Kamil Oktay (Fethiye Müftüsü)

Yerden çöp almak ibadet, yere çöp atmak kul hakkıdır

Kamil Oktay (Fethiye Müftüsü)

  • 4462

İnsan neden ailesiyle güzel zaman geçirdiği, dinlendiği parkta ya da piknik alanında çöplerini bırakarak gider? Anılarıyla birlikte neden çöplerini de götürmez?
İnsan neden uzun yolculuklarda içtiği suyun şişesini, yediği çikolatanın ambalajını arabasındaki poşete koymaz da rahatlıkla camdan dışarı atar?
İnsan neden sadece kendisinde müzik aracı varmış da başkalarında yokmuş gibi yüksek sesle müzik dinler? 

İnsan neden hayat hakkının sadece kendisine verildiğini düşünür de Yaradan’ın dilsiz kulları olan hayvanlara ve kendi halleriyle Allah’ı anan bitkilere hayat hakkı tanımaz?
Birazcık düşünen her insan bilir ki çevre, Allah’ın bize verdiği en büyük emanet ve nimetlerdendir. 
Vatanını seven çevresini temiz tutmalıdır.
Unutmamalıyız ki bizler, çevrenin asıl sahibi değiliz, sadece emaneten kullanmaktayız. İnsan kendinden sorumlu olduğu kadar çevresindeki varlıkların muhafazasından da sorumludur. Zira insan akıl sahibi tek varlıktır.
Kur’an’ın ifadesiyle insan yeryüzünün halifesidir. Bu inancın gerektirdiği en önemli sorumluluk ise çevreyi imar etmek, yaşanabilir kılmak ve geliştirmedir. Bizlere düşen ve bizi üstün kılacak şey, inancımızın gereği imtihan sürecini çevremize karşı iyi muamele ile başarılı bir şekilde yerine getirebilmektir.
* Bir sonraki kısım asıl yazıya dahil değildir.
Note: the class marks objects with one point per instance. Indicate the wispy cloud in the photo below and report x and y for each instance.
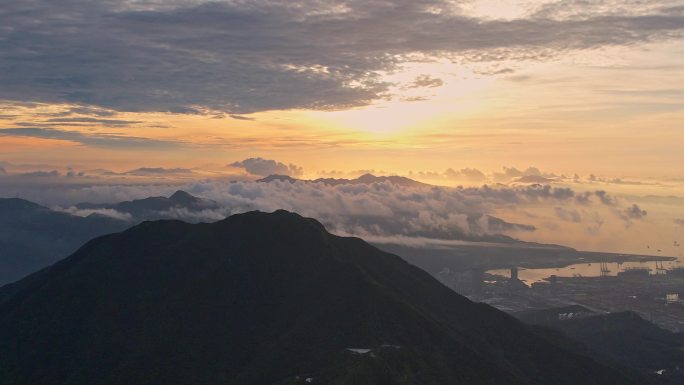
(241, 57)
(96, 140)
Zira ayeti kerimede şöyle buyurulmaktadır: “Verdikleriyle denemek için sizi yeryüzünün halifeleri kılan ve kiminizi kiminize derecelerle üstün yapan O’dur…” (Enam/6: 165)
İlkemiz “Yaradan’a kulluk ve ibadet, yaratılana şefkat ve merhamet.”
Unutmamalıyız ki merhamet tüm canlılar içindir. Çevremizle ilgili uymamız ve dikkat etmemiz gereken en önemli davranışlardan biri de merhamettir. Merhamet; acımaktır, kırmamaktır, acı vermemektir, zulüm etmemektir. Konumuzla ilgili bir hadiste, Peygamberimiz Hz. Muhammed (sav) şöyle buyurmaktadır: “Siz yeryüzündekilere merhametli olunuz ki, göktekiler de size merhametli olsunlar.” (Ebû Dâvûd, Edeb, 58)
Sevgi ve muhabbet belki de yaratılışın gayesidir. Hayatta esas olan Allah’ın yarattığı bütün varlıklara, Allah’ın sanatının yansımaları olarak muhabbet beslemektir. Çünkü sevgi ve muhabbet yaşatır, kin ve nefret çoraklaştırır ve öldürür. Bizler dağlara ağaçlara ve tüm canlılara şefkat ve muhabbetle bakan ve sadece insanlık âlemine değil, âlemlere rahmet olarak gönderilen yüce bir Peygamberin ümmetiyiz. Nitekim Peygamber Efendimiz Uhud dağı ile ilgili şöyle buyurmuştur: “Uhud öyle bir dağdır ki, o bizi sever, biz de onu severiz.” (Buhari, Cihad 71)
Ve unutulmamalıdır ki, “her varlık âbid’tir/ kuldur.” Dolayısıyla her varlık, yaratanı Allah olması yönüyle saygıya, sevgiye ve korunmaya layıktır. Bu hikmetli bir bakıştır. Hikmet nazarıyla bakıldığında çevremizdeki her şey böyle bir özelliğe sahiptir, şöyle ki; “Göklerde ve yerde olanların, güneş, ay, yıldızlar, dağlar, ağaçlar, hayvanlar ve insanların birçoğunun Allah’a secde ettiklerini görmüyor musun? …” (Hacc/22: 18)
Çevremiz seccademizdir.
Tüm Müslümanlar için mescitler kutsal yerlerdir. Peygamber Efendimiz, bütün yeryüzünün bizler için mescit kılındığını buyurmuşlardır. Buhari ve Müslim de geçen bir hadiste Efendimiz (sav) şöyle buyurmaktadır: “Yeryüzü bana mescit kılındı…” (Buhârî, Salât, 56) dolayısıyla Müslümanlar için bütün yeryüzü mukaddestir. 
Özetle şunu ifade edebiliriz. Arıdan kelebeğe, ağaçtan çiçeğe, dağlardan ovaya, gökyüzünden okyanusa, yıldızlardan galaksilere hepsi düşünen insanlar için hepsi Allah’ın birer ayetidir. 
Yaz aylarına girdiğimiz ve kısıtlamaların kısmen kalktığı şu günlerde, çevremize olan saygımızın kendimize saygı olduğu bilinci ile tabiat emanetini koruyarak yaşayabilme temennisiyle…
Çevremiz bize emanet. Hayırlı cumalar.